Me deslumbró en las ramas el rocío,
como pisapapeles sobre el río,
caballos que en las sombras reverberan,
cosas que son y que serán porque eran:
el Sarandí multiplicado, el bagre,
los yuyos que sabían a vinagre;
el columpio en delirio que volaba
sobre el follaje que lo consagraba;
y el amor, la esperanza y el secreto
simbolizados por un simple abeto;
la lavandera que acunaba ropa
y aquel vidente reencarnado en opa
unidos por la sófora, callados,
lamiendo afrodisíacos helados,
viendo pringosos brillos en los tilos
de la baba del diablo con sus hilos.
¡Cedro, recuerdo de mi infancia intacto,
como si hubiera entre él y yo algún pacto!

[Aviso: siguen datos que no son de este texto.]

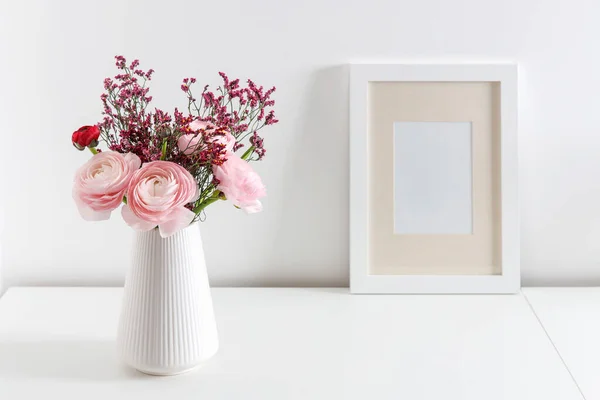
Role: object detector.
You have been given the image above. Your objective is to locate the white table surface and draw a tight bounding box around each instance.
[523,288,600,400]
[0,288,584,400]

¡Ombú, que fuiste casa de muñeca,
elefante, andador, armario, Meca!
Amé el aguaribay y los castaños.
Me asombran, me asombraron durante años
esos impúdicos palos borrachos
con el sexo desnudo y los lapachos.
Las casuarinas que ya nadie quiere
por sucias, mi memoria las prefiere.
Y el olmo, el pino, el timbó pacará,
el ceibo, el plátano, el jacarandá.
Los quiero ahora y siempre, los quise antes.
Hay rojos, hay violetas, hay fragantes.
El álamo y el árbol de caoba,
la lamberciana y el gingko-biloba,
en cada uno reconozco un mundo
de verdes experiencias en que me hundo.
Y las bétulas albas y el gomero
y las catalpas en el mes de enero
que asocian el calor a las chicharras
junto a la íntima sombra de las parras.
Y las tipas que escupen y el ciprés
con las piñas que brillan como un pez.
El fénix que atesora cantos, alas,
entre sus palmas, de palomas malas,
y las magnolias con flores fragantes,
marchitas si las tocan, exultantes.
El naranjo, la acacia, el paraíso,
con ramos que al caer forman un friso
o bien un dulce e ilusorio cauce
de agua en el sol despótico. Y el sauce...
el de Las Rubaiyat, el de Argentina
el que me hizo olvidar que soy Silvina.